Тарасов не ответил, лишь слабо махнул рукой – иди, мол, чего теперь…
Когда следователь покинул кафе, он посидел пару минут, раздумывая, выпить еще кофе или отправиться на розыски главного режиссера, который должен был уже приехать. Тяжелые раздумья прервал все тот же Зимин, который выскочил перед ним словно чертик из коробки.
– Тарасов, хочу вас обрадовать. Вы мне сегодня помогли, теперь моя очередь. Пойдемте.
– В тюрьму? – горько поинтересовался режиссер, которому окончательно стало ясно, что день катастрофически не задался.
– Пойдемте, пойдемте, – твердил Зимин. – Сами увидите.
Они быстрым шагом пересекли фойе и вышли к одной из лестниц, ведущих к зрительному залу.

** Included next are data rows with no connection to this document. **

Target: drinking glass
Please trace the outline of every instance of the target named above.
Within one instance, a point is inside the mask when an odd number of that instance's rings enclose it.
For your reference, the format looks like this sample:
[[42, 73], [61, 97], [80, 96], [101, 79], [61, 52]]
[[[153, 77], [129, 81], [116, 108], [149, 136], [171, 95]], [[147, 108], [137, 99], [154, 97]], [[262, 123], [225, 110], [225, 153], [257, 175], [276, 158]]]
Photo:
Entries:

– Чего вы меня сюда притащили? – нахмурился Тарасов, не разделяя радужного настроения своего спутника.
– Вот вам Зубов, – указал пальцем следователь. – Вы с ним ведь хотели повидаться?
Пошарив глазами по сторонам, режиссер уставился на Зимина.

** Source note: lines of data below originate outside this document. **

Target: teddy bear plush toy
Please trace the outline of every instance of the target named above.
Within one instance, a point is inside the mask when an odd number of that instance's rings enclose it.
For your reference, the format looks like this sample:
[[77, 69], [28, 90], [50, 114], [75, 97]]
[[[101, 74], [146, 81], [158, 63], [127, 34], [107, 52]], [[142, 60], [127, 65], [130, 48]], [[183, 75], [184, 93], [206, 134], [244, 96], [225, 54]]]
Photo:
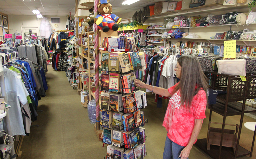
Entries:
[[99, 14], [94, 18], [94, 23], [98, 25], [99, 29], [104, 32], [107, 32], [110, 29], [117, 30], [117, 24], [120, 23], [122, 18], [112, 14], [112, 5], [107, 2], [107, 0], [101, 0], [97, 7]]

– Издеваетесь? Где же Зубов?
– Действительно, – растерялся Зимин. – Только что был здесь, в зале, разговаривал с женой. Они ругались, и я подумал – успею вас привести.
– С чьей женой он ругался? – не понял Тарасов.
– Со своей, естественно… Вон она, на сцене стоит.
Глаза Тарасова расширились и стали похожи на два будильника – по сцене медленно прогуливалась Марьяна Гурьева. Возможно, повторяла роль.
– Наверное, Зубов уже ушел в свой кабинет. Ну, извините, дальше уже без меня.
Тарасов, удержав Зимина за рукав, подался к нему и приглушенным голосом спросил:
– С чего вы решили, что Марьяна – жена Зубова? Потому, что они ругались?
– Не поэтому. А на основании той информации, которой я, как следователь, располагаю… Слушайте, а что, разве это какая-то тайна?
– Вероятно, – пробормотал Тарасов, следя глазами за Марьяной. – В театре-то уж точно никто не знает, что эти двое женаты.
– Ну, тогда считайте, что я вам ничего не говорил, – у Зимина был озабоченный вид. – Нехорошо получится, если я разгласил то, что супруги вправе считать личным делом. Понимаете?